Rien d’anormal chez Aliou Sow, qui a poursuivi son exposé. « Nous achetons les moutons du côté de Missirah (centre du Sénégal, en allant vers la Gambie, à 342km de Dakar, la capitale du Sénégal, pour 05H47mn de route). Pour une acquisition d’une centaine de moutons, il nous faut prendre un camion en location, pour transporter la marchandise. Le transport n’est pas donné, car on débourse environ 100 000 FCFA pour rallier le foirail », explique-t-il.
Un parcours du combattant, à en croire Aliou Sow. « La dernière fois, je me rappelle, nous avions quitté Missirah vers 17H00 (GMT), pour arriver au foirail, tard dans la nuit, à 01H00 du matin, avec une petite pause, en chemin, histoire de procéder à la rupture du jeûne ». Ce trajet, Aliou Sow dit l’assurer une fois par semaine et dit espérer augmenter la fréquence, à l’approche de l’Aïd El Fitr, « car le mouton sera très sollicité. Pas autant que lors de la tabaski (Aïd El Kébir), mais assez tout de même », note le berger.
Certains clients venus acheter un mouton ont fait le constat à l’unanimité : le prix est élevé. « C’est ainsi depuis quelques années, le prix des moutons a augmenté. C’est depuis les éleveurs qui nous vendent ces moutons que les coûts ont changé.

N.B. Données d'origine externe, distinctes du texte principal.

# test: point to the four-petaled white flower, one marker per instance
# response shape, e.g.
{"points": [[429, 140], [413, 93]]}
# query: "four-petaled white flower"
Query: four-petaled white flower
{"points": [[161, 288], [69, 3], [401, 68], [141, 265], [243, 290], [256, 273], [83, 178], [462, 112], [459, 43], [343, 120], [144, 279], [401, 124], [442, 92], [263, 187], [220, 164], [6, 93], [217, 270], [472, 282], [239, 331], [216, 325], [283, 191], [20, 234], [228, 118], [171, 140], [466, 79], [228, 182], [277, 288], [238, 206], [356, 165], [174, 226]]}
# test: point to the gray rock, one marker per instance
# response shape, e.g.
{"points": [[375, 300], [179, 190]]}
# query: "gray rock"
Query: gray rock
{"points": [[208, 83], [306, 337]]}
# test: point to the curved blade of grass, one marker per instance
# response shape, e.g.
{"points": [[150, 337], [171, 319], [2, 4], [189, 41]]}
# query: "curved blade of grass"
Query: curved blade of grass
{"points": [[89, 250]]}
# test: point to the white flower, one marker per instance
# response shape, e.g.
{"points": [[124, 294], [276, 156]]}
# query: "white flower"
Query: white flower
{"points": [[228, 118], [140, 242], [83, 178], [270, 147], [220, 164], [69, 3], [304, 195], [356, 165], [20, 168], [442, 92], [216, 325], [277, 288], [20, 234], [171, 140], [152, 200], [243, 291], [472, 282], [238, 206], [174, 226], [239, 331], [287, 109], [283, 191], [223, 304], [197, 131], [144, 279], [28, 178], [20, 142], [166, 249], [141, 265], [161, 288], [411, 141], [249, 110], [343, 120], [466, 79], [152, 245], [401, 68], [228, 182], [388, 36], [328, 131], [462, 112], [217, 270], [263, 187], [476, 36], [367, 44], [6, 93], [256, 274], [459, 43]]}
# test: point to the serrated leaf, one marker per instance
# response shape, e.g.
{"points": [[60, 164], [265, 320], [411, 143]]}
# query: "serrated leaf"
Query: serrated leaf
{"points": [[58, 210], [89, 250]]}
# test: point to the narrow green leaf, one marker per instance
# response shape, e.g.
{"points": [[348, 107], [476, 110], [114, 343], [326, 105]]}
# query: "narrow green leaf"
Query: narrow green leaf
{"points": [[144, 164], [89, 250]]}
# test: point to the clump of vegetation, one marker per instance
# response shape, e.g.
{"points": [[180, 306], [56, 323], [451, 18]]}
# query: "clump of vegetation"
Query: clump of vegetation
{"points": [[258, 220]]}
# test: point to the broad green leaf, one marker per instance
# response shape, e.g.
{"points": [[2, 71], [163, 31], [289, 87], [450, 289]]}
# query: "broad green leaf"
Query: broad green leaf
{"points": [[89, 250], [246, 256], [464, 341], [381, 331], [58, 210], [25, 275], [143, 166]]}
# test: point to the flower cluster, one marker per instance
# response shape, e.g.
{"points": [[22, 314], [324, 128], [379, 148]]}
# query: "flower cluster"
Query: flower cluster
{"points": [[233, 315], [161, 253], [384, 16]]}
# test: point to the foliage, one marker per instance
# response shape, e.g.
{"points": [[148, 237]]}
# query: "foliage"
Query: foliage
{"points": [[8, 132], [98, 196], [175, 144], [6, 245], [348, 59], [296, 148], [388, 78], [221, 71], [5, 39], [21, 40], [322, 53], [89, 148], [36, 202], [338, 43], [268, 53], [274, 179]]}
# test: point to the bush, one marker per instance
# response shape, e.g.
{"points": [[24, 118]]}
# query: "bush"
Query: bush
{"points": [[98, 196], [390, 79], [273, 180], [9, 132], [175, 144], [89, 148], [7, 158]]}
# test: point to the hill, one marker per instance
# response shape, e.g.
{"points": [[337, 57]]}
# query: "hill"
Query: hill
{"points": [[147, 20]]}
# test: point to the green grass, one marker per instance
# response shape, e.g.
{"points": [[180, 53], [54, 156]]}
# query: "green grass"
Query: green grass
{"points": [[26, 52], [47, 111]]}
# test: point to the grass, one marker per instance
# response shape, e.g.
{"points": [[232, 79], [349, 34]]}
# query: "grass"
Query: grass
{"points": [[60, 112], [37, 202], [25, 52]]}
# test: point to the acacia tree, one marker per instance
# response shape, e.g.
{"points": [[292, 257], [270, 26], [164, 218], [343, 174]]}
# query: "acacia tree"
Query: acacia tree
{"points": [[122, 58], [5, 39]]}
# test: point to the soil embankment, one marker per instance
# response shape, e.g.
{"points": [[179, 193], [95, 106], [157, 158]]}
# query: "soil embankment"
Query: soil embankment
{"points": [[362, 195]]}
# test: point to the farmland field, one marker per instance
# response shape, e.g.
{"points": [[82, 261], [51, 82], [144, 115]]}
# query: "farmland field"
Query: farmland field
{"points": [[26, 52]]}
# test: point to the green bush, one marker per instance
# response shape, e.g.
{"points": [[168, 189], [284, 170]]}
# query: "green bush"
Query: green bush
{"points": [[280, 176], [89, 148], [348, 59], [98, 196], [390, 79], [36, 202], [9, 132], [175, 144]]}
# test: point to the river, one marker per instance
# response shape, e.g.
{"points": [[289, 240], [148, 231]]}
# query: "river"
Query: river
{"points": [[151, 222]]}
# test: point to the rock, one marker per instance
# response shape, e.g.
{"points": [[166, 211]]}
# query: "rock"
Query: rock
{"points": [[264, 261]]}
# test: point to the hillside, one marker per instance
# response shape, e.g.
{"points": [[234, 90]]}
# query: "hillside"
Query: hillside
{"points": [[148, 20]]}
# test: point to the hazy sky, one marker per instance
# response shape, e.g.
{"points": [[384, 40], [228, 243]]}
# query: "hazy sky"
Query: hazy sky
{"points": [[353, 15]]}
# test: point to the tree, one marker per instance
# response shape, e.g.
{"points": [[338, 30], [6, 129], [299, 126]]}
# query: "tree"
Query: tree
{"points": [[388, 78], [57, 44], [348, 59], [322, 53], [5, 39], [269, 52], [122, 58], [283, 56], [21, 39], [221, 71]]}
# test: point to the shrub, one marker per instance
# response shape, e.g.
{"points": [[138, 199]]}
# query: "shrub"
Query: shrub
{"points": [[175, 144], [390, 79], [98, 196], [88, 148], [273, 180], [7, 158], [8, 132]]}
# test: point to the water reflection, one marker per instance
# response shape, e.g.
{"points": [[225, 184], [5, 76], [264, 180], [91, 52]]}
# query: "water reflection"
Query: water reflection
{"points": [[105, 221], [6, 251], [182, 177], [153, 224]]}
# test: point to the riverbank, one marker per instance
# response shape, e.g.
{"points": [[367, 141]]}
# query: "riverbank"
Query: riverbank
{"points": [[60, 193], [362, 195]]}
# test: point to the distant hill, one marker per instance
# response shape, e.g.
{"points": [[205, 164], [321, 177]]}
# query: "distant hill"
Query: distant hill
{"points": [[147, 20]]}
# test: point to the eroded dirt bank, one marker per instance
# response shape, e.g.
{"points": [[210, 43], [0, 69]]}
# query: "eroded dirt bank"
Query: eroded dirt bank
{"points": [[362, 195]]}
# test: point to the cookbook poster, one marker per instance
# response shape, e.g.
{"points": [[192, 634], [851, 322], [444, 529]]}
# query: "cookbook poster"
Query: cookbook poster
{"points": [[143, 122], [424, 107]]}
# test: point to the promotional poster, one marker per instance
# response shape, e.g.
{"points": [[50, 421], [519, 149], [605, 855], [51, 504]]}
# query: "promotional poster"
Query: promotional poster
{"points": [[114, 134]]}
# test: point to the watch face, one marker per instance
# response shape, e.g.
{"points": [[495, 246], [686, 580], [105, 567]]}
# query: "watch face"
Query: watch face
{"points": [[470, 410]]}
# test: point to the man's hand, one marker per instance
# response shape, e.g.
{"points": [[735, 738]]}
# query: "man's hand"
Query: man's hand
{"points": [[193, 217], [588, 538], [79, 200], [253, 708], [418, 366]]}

Il y a de cela 6 ou 7 ans, le mouton d’un certain gabarit, moyen notamment, qui se vendait 90 000 FCFA, coûte actuellement dans les 150 000 FCFA. c’est la nouvelle loi du marché. C’est d’ailleurs ce qui explique le fait que beaucoup se lancent maintenant dans le commerce de moutons, qui rapporte un peu d’argent tout de même », avoue Aliou Sow.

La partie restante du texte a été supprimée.